The title of the piece is Bronze (Slivka, Burckhardt, Busch, Laocoön). One might first notice the string of names that contributed to the photograph ending up on the book. But instead, Shirreff highlighted the title Bronze: “That, in the end, was what I was most curious about. How does the materiality of this object translate through the offset printing, through the photograph?”
The bronze indeed goes on a lengthy journey, ricocheting through different forms of being a sculpture, a paper illustration, a jpeg., aluminum sheets, then finally culminating in the deep 6-inch frame that Shirreff uses to make the work “seem encased in glass,” to borrow her description.
“I’m just thinking broadly about all the veils between you and the original objects in these books,” Shirreff said. “I’m interested in understanding how these things contour our understandings.”

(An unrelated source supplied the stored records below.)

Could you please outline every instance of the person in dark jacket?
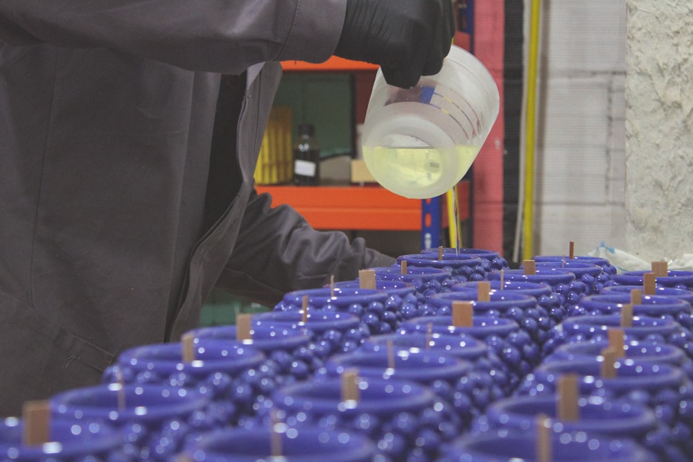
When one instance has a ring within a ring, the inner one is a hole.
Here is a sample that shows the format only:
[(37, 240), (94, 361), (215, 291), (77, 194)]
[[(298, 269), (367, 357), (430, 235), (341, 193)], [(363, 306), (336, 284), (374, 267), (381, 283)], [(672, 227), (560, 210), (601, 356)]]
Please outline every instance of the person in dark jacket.
[(278, 62), (336, 54), (410, 87), (453, 17), (450, 0), (0, 2), (0, 415), (179, 339), (214, 287), (272, 305), (392, 263), (255, 192)]

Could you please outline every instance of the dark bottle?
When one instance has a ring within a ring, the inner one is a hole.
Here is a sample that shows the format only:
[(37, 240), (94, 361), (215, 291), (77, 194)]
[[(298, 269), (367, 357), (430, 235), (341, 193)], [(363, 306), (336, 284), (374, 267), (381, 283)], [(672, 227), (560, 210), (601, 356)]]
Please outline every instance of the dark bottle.
[(312, 123), (299, 125), (299, 139), (294, 144), (294, 184), (315, 186), (320, 177), (320, 146)]

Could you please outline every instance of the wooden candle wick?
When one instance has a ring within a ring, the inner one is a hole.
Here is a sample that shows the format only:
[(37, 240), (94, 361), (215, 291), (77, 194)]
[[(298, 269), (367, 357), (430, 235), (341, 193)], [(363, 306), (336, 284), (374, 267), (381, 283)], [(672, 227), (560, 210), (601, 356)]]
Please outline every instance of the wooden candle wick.
[(491, 283), (488, 281), (480, 281), (477, 283), (477, 300), (491, 301)]
[(669, 276), (669, 264), (665, 261), (652, 262), (652, 272), (656, 278), (665, 278)]
[(474, 325), (474, 305), (471, 301), (453, 302), (453, 326), (472, 327)]
[(561, 420), (575, 421), (580, 418), (580, 408), (577, 404), (579, 396), (578, 382), (577, 374), (559, 377), (556, 417)]
[(375, 289), (376, 272), (372, 269), (359, 270), (358, 287), (361, 289)]
[(360, 392), (358, 389), (358, 371), (348, 369), (342, 373), (342, 401), (358, 402)]
[(617, 358), (626, 357), (626, 340), (623, 329), (608, 330), (608, 347), (614, 350)]
[(180, 337), (183, 362), (195, 361), (195, 334), (188, 332)]
[(536, 461), (551, 462), (553, 456), (551, 438), (551, 419), (545, 414), (536, 416), (534, 425), (536, 432)]
[(602, 377), (605, 379), (616, 378), (616, 352), (609, 347), (602, 350), (604, 362), (602, 363)]
[(301, 322), (305, 324), (308, 322), (308, 295), (304, 295), (301, 302)]
[(51, 407), (46, 401), (27, 401), (21, 408), (21, 442), (26, 446), (48, 443), (51, 438)]
[(250, 332), (252, 314), (240, 313), (236, 316), (236, 339), (239, 341), (252, 340), (253, 336)]
[(642, 292), (645, 295), (654, 295), (657, 292), (657, 281), (654, 273), (642, 275)]

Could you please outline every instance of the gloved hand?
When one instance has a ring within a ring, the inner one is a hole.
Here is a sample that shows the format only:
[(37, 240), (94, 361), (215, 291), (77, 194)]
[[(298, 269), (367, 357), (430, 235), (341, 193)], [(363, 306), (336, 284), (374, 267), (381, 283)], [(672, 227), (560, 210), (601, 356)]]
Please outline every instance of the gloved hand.
[(346, 0), (335, 54), (379, 64), (391, 85), (410, 88), (437, 73), (455, 24), (452, 0)]

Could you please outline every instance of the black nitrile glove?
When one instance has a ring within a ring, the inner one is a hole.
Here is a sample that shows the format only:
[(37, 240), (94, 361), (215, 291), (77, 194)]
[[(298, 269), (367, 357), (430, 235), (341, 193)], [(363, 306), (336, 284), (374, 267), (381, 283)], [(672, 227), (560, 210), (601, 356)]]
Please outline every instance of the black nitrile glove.
[(346, 0), (335, 54), (379, 64), (391, 85), (437, 73), (455, 24), (452, 0)]

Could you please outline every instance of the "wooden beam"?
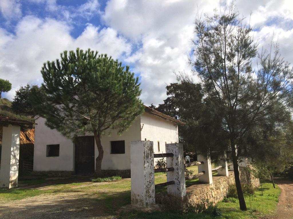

The other dye-sub — she calls this type of work dye-subs because of the dye-sublimation technique it uses — Four-color café terrace (Caro, –––––, Moorehouse, Matisse) reflects her focus on the modification of art as it transfers through mediums. Her work is based on a photograph of Caro’s sculpture, taken by an unknown photographer (hence the “–––––”), that based itself on Matisse’s painting. “I was interested in this long historical lineage of artist looking at artist, technology looking at technology, and all the translations embedded in this object,” Shirreff said.
The final artwork she discussed was a looping video that was on view at the Clark. The video, called Still, consists of still images of the objects used in the Fig. photographs knit into a 39-minute loop. Much like her other work, the plaster objects are placed in an informal composition and carefully tracked by a camera as if it were filming an unending landscape. Graphite-colored objects that live in ambiguity — some feel like abstract shapes and forms while some seem familiar — slowly enter the screen and take turns fading into the background.
“None of the videos for me are about sitting and watching them,” Shirreff said. “They’re not narrative films; for me, that connects them to my interest in sculptural presence. You don’t assign a beginning and end to a sculpture. You go and you spend as long as you want with it.”
In response to a question asking if her work is suggesting viewers to subordinate the optical way of seeing to a more emotive perspective, Shirreff underscored how her artwork is supposed to be a visual encounter. “For me, before I even knew what an artist was, the most meaningful moments for me came through staring at my ceiling or something and have all of these other things happen in my mind,” she said. “For me, it always comes through looking.”